1. Nature of the Option. This Option is intended to be an incentive stock
option within the meaning of Section 422 of the Internal Revenue Code of 1986,
as amended (the "Code").
2. Date of Grant; Term of Option. This Option is granted this ___________
day of ___________________, 19_____, and it may not be exercised later than
____________________________________________.
3. Option Exercise Price. The Option exercise price is __________________
($_____________) per Share.
4. Exercise of Option. This Option shall be exercisable during its term
only in accordance with the terms and provisions of the Plan and this Option as
follows:
(a) Right to Exercise. This Option shall vest and be exercisable
cumulatively, as follows: ______________________________________________________
(b) Method of Exercise. This Option shall be exercisable by written
notice which shall state the election to exercise this Option, the number of
Shares in respect to which this Option is being exercised and such other
representations and agreements as to the Optionee's investment intent with
respect to such Shares as may be required by the Company hereunder or pursuant
to the provisions of the Plan. Such written notice shall be signed by the
Optionee and shall be delivered in person or by certified mail to the Secretary
of the Company or such other person as may be designated by the Company. The
written notice shall be accompanied by payment of the purchase price and an
executed Stock Purchase Agreement in the form attached hereto. Payment
1.
of the purchase price shall be by check or such consideration and method of
payment authorized by the Board pursuant to the Plan. The certificate or
certificates for the Shares as to which the Option shall be exercised shall be
registered in the name of the Optionee and shall be legended as required under
the Plan, the Stock Purchase Agreement, and/or applicable law.

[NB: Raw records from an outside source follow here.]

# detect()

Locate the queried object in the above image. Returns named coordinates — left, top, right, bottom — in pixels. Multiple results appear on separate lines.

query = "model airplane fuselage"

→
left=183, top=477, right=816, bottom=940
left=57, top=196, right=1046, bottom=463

(c) Restrictions on Exercise. This Option may not be exercised if the
issuance of the Shares upon such exercise would constitute a violation of any
applicable federal or state securities laws or other laws or regulations. As a
condition to the exercise of this Option, the Company may require the Optionee
to make any representation and warranty to the Company as may be required by any
applicable law or regulation.
5. Investment Representations. Unless the Shares have been registered
under the Securities Act of 1933, in connection with the acquisition of this
Option, the Optionee represents and warrants as follows:
(a) The Optionee is acquiring this Option, and upon exercise of this
Option, he will be acquiring the Shares for investment for his own account, not
as a nominee or agent, and not with a view to, or for resale in connection with,
any distribution thereof.
(b) The Optionee has a preexisting business or personal relationship
with the Company or one of its directors, officers or controlling persons and by
reason of his business or financial experience, has, and could be reasonably
assumed to have, the capacity to protect his interests in connection with the
acquisition of this Option and the Shares.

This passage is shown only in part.